Outside experts have cautioned that a large-scale Turkish operation, if it precipitated a security breakdown at prisons holding Islamic State militants, could prompt a larger US withdrawal from Syria. The American presence, which includes about 1,000 troops in north-eastern Syria, is a lean force dispersed across a number of bases.

Sabah, a Turkish newspaper close to Erdogan's government, published a report on Tuesday describing how the battle might unfold. It said Turkish armed forces would wait for the full withdrawal of US troops before commencing any operation. Warplanes and howitzers would pound enemy positions, then Turkish troops would enter Syria from several points along the border, east of the Euphrates River.
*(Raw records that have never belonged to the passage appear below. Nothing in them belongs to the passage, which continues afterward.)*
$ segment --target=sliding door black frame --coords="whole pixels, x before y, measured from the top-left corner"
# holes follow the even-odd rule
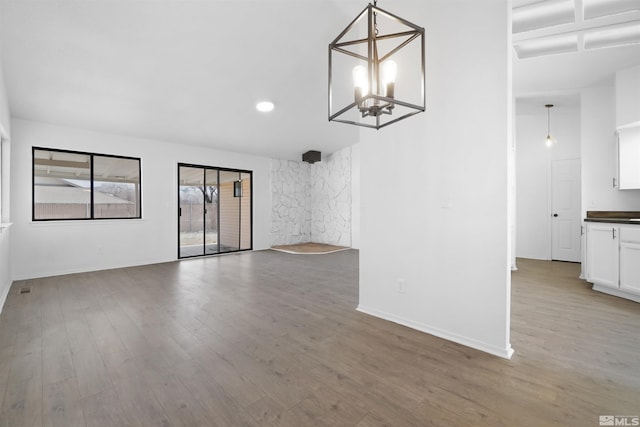
[[[182,216],[181,213],[181,208],[180,208],[180,168],[181,167],[188,167],[188,168],[194,168],[194,169],[202,169],[203,172],[203,185],[206,184],[207,181],[207,173],[206,171],[216,171],[217,174],[217,180],[216,180],[216,185],[218,186],[218,203],[217,203],[217,218],[216,218],[216,223],[217,223],[217,233],[218,233],[218,238],[217,240],[217,245],[218,245],[218,250],[216,253],[214,254],[207,254],[206,253],[206,238],[203,239],[203,253],[199,254],[199,255],[188,255],[188,256],[181,256],[180,255],[180,217]],[[217,166],[205,166],[205,165],[198,165],[198,164],[192,164],[192,163],[178,163],[178,170],[177,170],[178,174],[177,174],[177,201],[178,201],[178,211],[177,211],[177,218],[178,218],[178,259],[187,259],[187,258],[196,258],[196,257],[201,257],[201,256],[214,256],[214,255],[221,255],[221,254],[228,254],[228,253],[234,253],[234,252],[243,252],[243,251],[251,251],[253,250],[253,171],[250,170],[245,170],[245,169],[231,169],[231,168],[224,168],[224,167],[217,167]],[[242,248],[242,200],[238,201],[239,209],[238,209],[238,249],[235,250],[222,250],[222,247],[220,245],[220,172],[232,172],[232,173],[238,173],[238,176],[241,177],[242,174],[248,174],[249,175],[249,195],[248,197],[250,198],[249,200],[249,247],[248,248]],[[203,200],[204,200],[204,194],[202,195]],[[246,194],[242,194],[241,197],[247,197]],[[206,224],[206,215],[207,215],[207,210],[206,210],[206,200],[204,200],[204,206],[205,208],[203,209],[203,223]],[[206,225],[204,225],[204,227],[206,228]],[[206,230],[203,229],[203,237],[205,236]]]

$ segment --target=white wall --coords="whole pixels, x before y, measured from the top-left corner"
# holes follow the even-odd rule
[[[427,29],[427,112],[360,134],[358,309],[502,357],[511,354],[508,10],[506,0],[394,6]]]
[[[615,88],[582,91],[582,210],[640,211],[640,190],[613,188],[615,176]]]
[[[178,162],[252,170],[253,247],[269,247],[267,158],[22,120],[11,129],[14,280],[175,260]],[[32,146],[140,157],[143,219],[32,222]]]
[[[1,55],[0,55],[1,56]],[[0,61],[0,223],[10,220],[9,215],[9,138],[11,137],[9,122],[9,104],[4,85],[2,62]],[[4,140],[4,142],[2,142]],[[0,229],[0,312],[11,287],[11,229]]]
[[[551,259],[551,162],[579,159],[580,109],[551,109],[551,134],[556,145],[547,147],[547,110],[516,115],[516,254],[522,258]]]
[[[360,249],[360,144],[351,146],[351,247]]]
[[[616,127],[640,124],[640,65],[616,73]]]

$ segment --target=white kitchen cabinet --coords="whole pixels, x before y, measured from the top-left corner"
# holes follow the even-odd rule
[[[640,225],[588,222],[586,243],[593,289],[640,302]]]
[[[620,226],[608,223],[587,225],[587,281],[618,288]]]
[[[619,129],[617,136],[617,188],[640,189],[640,126]]]
[[[620,227],[620,289],[640,295],[640,227]]]

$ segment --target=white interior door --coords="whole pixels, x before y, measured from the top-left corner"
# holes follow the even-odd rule
[[[580,159],[551,163],[551,259],[580,262]]]

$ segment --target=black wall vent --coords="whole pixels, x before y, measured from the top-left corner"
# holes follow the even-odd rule
[[[322,161],[322,153],[319,151],[307,151],[302,155],[302,161],[314,164],[315,162]]]

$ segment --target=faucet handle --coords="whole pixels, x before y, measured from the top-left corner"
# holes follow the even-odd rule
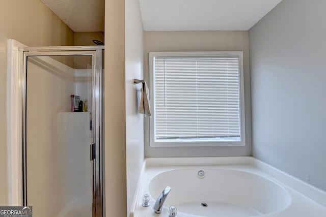
[[[169,209],[169,217],[176,217],[178,210],[177,207],[174,206],[171,206]]]
[[[142,204],[142,205],[144,207],[149,206],[149,205],[150,205],[149,204],[149,195],[148,195],[147,194],[144,195],[144,196],[143,196],[143,203]]]

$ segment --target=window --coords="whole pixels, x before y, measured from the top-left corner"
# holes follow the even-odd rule
[[[151,146],[244,145],[242,52],[151,52]]]

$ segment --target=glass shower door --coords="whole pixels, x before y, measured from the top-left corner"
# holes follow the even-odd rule
[[[102,216],[101,57],[32,53],[25,56],[24,203],[36,217]]]

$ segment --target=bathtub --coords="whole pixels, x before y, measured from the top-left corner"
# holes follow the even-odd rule
[[[161,213],[155,214],[167,186]],[[130,216],[168,217],[171,206],[178,217],[325,217],[326,193],[251,157],[146,160]]]

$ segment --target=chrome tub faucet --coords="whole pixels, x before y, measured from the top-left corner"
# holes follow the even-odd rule
[[[170,193],[171,190],[171,188],[168,186],[164,189],[162,193],[157,198],[156,202],[155,202],[155,205],[154,205],[154,211],[155,213],[159,214],[161,213],[164,201],[165,201],[165,199],[167,199],[167,197],[168,197],[168,195]]]

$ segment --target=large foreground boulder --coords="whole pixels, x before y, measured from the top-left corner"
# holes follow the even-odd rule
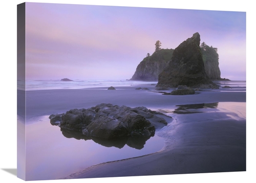
[[[200,43],[200,35],[196,33],[175,49],[169,65],[159,76],[157,87],[213,84],[205,72]]]
[[[101,104],[88,109],[74,109],[50,116],[50,123],[64,129],[106,139],[124,136],[153,136],[156,128],[171,117],[144,107],[131,108]],[[67,130],[66,130],[67,131]]]

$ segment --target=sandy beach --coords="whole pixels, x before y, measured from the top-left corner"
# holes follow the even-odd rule
[[[145,106],[173,119],[156,132],[164,142],[158,151],[94,165],[58,178],[246,171],[245,88],[205,89],[186,96],[162,95],[170,91],[156,91],[151,85],[116,89],[27,92],[27,124],[40,116],[102,103]]]

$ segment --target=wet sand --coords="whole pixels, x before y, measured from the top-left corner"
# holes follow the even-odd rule
[[[143,106],[164,111],[175,119],[159,132],[165,140],[159,152],[95,165],[60,178],[246,171],[245,92],[225,88],[177,96],[162,95],[154,90],[155,86],[141,86],[150,90],[135,89],[138,87],[27,92],[28,123],[36,117],[101,103]],[[185,106],[187,109],[173,112],[178,105],[208,103],[217,107]]]

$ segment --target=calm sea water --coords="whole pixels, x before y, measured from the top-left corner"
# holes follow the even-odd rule
[[[60,80],[27,80],[25,82],[18,81],[17,87],[19,89],[26,90],[53,89],[81,89],[93,87],[110,86],[129,86],[139,84],[157,84],[157,82],[139,81],[128,81],[126,80],[75,80],[72,81]]]

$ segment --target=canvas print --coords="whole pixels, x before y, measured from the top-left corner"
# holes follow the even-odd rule
[[[17,176],[245,171],[246,12],[17,5]]]

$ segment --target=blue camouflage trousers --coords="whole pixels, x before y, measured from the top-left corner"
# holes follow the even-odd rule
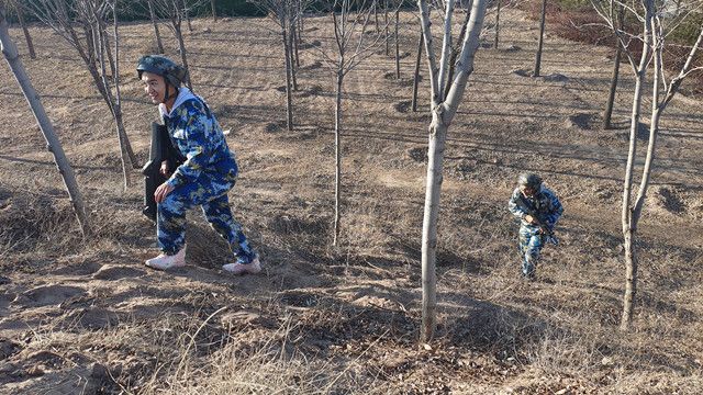
[[[228,244],[239,263],[249,263],[256,252],[239,225],[232,216],[227,192],[236,182],[236,172],[221,174],[201,172],[196,182],[177,187],[158,204],[156,236],[161,251],[174,255],[186,245],[186,212],[196,205],[202,212],[210,226]]]
[[[545,237],[536,226],[520,227],[520,255],[523,259],[523,274],[532,275],[537,268],[539,252],[545,245]]]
The military would advance as far as 30 kilometres into Syrian territory, the report said, without naming its source. After the operation was completed, Turkey would "continue its humanitarian work to bring back locals in the area."

On the other side of the Turkish border on Wednesday, many residents were steeling themselves for the worst. Mikael Mohammed, a Kurdish father of three who owns a clothing store in Tel Abyad, about 500 metres from the Turkish frontier, said he had not received any customers since Tuesday. US troops based in the town withdrew early on Monday after the White House announcement.

"All the shops around me are open, except that there are no people," Mohammed said in a telephone interview. "The only people heading to the marketplace today are those who need to buy food or things that are absolutely necessary. People who are out there in the streets look as if they are going to someone's funeral."

And the town itself was divided. Some residents supported the Syrian-Kurdish force, called the Syrian Democratic Forces (SDF), as it faced off against Turkey's military might. Others supported rebel groups backed by Turkey.

"We have people who were displaced from Afrin because of the Turkish invasion – they are worried that they will be displaced once again," he said, referring to Ankara's 2018 military offensive against a Kurdish enclave west of Tel Abyad.

"People are scared. When we used to see US troops in the streets of Tel Abyad, we would feel safe; they were here to protect us. Yesterday, we saw US troops, but this time they were on their way out of the area, and that terrified people," he said.